A 2012 study of 22 nations conducted by Prof Miles Corak for the Organization for Economic Cooperation and Development (OECD) has found the upward economic mobility to be greater in Pakistan than the United States, the United Kingdom, Italy, China and 5 other countries. The study's findings were presented by the author in testimony to the US Senate Finance Committee on July 6, 2012.
 Pakistan's media and telecom revolution that began during the Musharaf years is continuing unabated. In addition to financial services , the two key service sectors with explosive growth in the last decade (1999-2009) in Pakistan include media and telecom, both of which have helped create jobs and empowered women. The current media revolution sweeping the nation began ten years ago when Pakistan had just one television channel, according to the UK's Prospect Magazine . Today it has over 100.  Pakistan is among the five most dynamic economies of developing Asia in terms of increased penetration of mobile phones, Internet and broadband, according to the Information Economy Report , 2009 published by the United Nations Conference on Trade and Development (UNCTAD). Among the five countries in terms of mobile penetration in South Asia, Pakistan is placed at number three followed by Sri Lanka and Bhutan. Iran and Maldives are ranked above Pakistan.

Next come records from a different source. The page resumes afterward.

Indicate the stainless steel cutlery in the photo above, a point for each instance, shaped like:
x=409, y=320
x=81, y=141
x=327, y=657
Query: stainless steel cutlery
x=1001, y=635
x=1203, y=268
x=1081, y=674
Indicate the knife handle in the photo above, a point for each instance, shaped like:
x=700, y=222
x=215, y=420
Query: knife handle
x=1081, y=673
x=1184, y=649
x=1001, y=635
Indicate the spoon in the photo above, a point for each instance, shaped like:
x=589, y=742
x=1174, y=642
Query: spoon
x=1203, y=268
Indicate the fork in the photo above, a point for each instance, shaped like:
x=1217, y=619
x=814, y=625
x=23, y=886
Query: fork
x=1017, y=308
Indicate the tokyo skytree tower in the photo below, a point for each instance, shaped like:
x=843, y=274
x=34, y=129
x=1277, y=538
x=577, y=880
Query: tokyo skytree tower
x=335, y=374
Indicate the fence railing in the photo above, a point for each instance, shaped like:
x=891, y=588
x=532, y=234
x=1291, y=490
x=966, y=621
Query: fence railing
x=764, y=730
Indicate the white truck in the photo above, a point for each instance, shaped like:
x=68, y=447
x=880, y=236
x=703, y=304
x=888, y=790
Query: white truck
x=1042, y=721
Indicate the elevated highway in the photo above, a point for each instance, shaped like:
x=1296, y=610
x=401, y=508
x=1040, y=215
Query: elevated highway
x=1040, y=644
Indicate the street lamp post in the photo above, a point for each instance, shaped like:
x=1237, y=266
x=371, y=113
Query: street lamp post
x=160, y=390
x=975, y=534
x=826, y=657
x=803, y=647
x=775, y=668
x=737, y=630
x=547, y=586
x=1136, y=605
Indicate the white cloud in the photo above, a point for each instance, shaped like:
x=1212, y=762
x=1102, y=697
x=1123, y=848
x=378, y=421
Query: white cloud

Here's how Arif Hasan concluded his Kathmandu speech:
  Pakistani society continues in its state of flux, and the Afghan war has escalated this. The normal evolution of society has been stopped by the militancy in Pakistan linked to the war in Afghanistan. If you remove these militants – which you won’t, by the way – then a whole new world emerges in Pakistan, a transformation in a society trying to define itself. The recent shooting of Malala Yusufzhai has shown what Pakistani society really feels and how it thinks on issues. For the first time the Pakistani establishment – the army as well as the three major political parties – have all condemned the Taliban for the shooting. The people have spoken in huge rallies, in Karachi and elsewhere. Earlier, this never happened because people were scared of being shot, kidnapped, and having bombs thrown at them. This is the first time that there has been such a huge public outpouring.
But even as people find a voice, we do need the inculcation of new societal values. The problem is, how do you promote these values and through whom? It is too much to ask the media, and academia is busy in consultancies for the donor institutions. The literature is all about the struggle between fundamentalism and liberalism, but that is not where the problem lies. The challenge is for Pakistani society to consolidate itself in the post-feudal era. The society has freed itself from the shackles of feudalism, but our values still remain very much the same. There are very big changes that are taking place – how do you support them, how do you institutionalize them, how do you give the people a voice? I leave you with these questions, rather than try and provide the answers.